Now i'm thinking,  "wow. where did you put your purse on your ride? I mean, you had to keep your lipstick and tampons somewhere."  Don't worry.  I didn't say that.  I'm much nicer after I apply that brain to mouth filter. 
 
He asks where I want to go after dinner and i said "home."  He was very understanding (you must have to get up early tomorrow to run!) but then asks for a ride home because he is too tired to take public transportation.  Now i'm just irritated.  I have to drive him like 6 miles out of my way (and in Chicago, 6 miles takes a while) which i'm not happy about.  He leans over to give me a kiss when he gets out of the car - i'm thinking a peck. but he full on tries to eat my face. And while is prodding me with his tongue, he moans. MOANS. He says "oooh that was SOO much better than last time." (Yeah, last time i was able to turn so he only got to peck my cheek...).
He was sweating like a Brazilian whore in the summertime. I felt so dirty.
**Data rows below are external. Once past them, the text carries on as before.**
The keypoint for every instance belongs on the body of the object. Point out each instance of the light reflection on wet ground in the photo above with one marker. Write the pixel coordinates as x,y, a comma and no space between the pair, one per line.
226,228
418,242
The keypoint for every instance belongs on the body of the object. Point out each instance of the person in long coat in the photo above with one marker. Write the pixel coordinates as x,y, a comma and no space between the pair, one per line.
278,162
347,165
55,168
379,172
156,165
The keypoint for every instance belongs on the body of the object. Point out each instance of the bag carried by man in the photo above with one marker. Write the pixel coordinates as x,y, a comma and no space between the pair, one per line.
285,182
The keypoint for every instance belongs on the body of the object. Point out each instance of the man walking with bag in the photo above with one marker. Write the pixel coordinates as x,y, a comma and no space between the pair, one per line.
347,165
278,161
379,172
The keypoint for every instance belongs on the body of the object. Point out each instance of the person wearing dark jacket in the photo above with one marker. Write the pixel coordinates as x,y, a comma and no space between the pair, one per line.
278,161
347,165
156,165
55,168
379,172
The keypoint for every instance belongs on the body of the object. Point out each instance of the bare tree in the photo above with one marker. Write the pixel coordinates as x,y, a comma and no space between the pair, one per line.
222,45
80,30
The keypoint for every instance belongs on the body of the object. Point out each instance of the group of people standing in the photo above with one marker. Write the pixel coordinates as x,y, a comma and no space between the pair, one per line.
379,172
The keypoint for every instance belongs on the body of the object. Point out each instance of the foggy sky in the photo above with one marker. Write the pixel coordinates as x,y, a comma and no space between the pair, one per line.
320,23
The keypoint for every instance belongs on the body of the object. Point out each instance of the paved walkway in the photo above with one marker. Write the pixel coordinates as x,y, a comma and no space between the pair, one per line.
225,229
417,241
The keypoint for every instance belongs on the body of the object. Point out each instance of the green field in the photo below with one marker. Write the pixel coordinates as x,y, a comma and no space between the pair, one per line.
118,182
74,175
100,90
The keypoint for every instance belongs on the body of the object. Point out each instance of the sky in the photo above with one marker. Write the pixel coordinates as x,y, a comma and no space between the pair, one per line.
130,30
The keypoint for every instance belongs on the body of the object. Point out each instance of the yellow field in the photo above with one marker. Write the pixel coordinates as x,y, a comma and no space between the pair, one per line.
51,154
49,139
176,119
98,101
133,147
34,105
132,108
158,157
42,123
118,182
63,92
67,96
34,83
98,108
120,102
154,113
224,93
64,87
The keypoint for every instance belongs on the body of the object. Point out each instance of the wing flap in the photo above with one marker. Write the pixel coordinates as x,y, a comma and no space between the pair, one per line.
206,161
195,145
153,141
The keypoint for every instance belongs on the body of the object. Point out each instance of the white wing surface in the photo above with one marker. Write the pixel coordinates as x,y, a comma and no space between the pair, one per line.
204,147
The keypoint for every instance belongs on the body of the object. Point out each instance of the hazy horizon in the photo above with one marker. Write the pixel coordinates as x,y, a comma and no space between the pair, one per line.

I pull back, and say bye. He was leaving for India on sunday so i assumed that he will be gone 2 weeks and i can just ignore him when he gets back and that will be the end of that.
 
God, I was so WRONG.  that SAME NIGHT
he sends me a text asking if i'm free THE FUCKING NIGHT HE GETS BACK because he wants to have me over to his place so he can cook for me and watch movies. Movies. With an "s".  Plural. Guy code for "spend the night."
 
I didn't reply.
 
Sunday - on his way to the airport - he sends a text saying he is off to India. Like we are some sort of couple and he needs to let me know his travel schedule. He wishes that I were going with him and asked what i wanted him to bring me back.  Like we are a god damn couple.  Like we are a god damn couple in a long term relationship.
 
I didn't reply. 
 
I think i'm going to send him a message online telling him that it is over (I mean, i don't want him to have to pay for internataionl texting fees to hear that i'm ending our 2 date apparently committed relationship).
 
Time to invest in sweat pants and cats because this dating thing is NOT for me.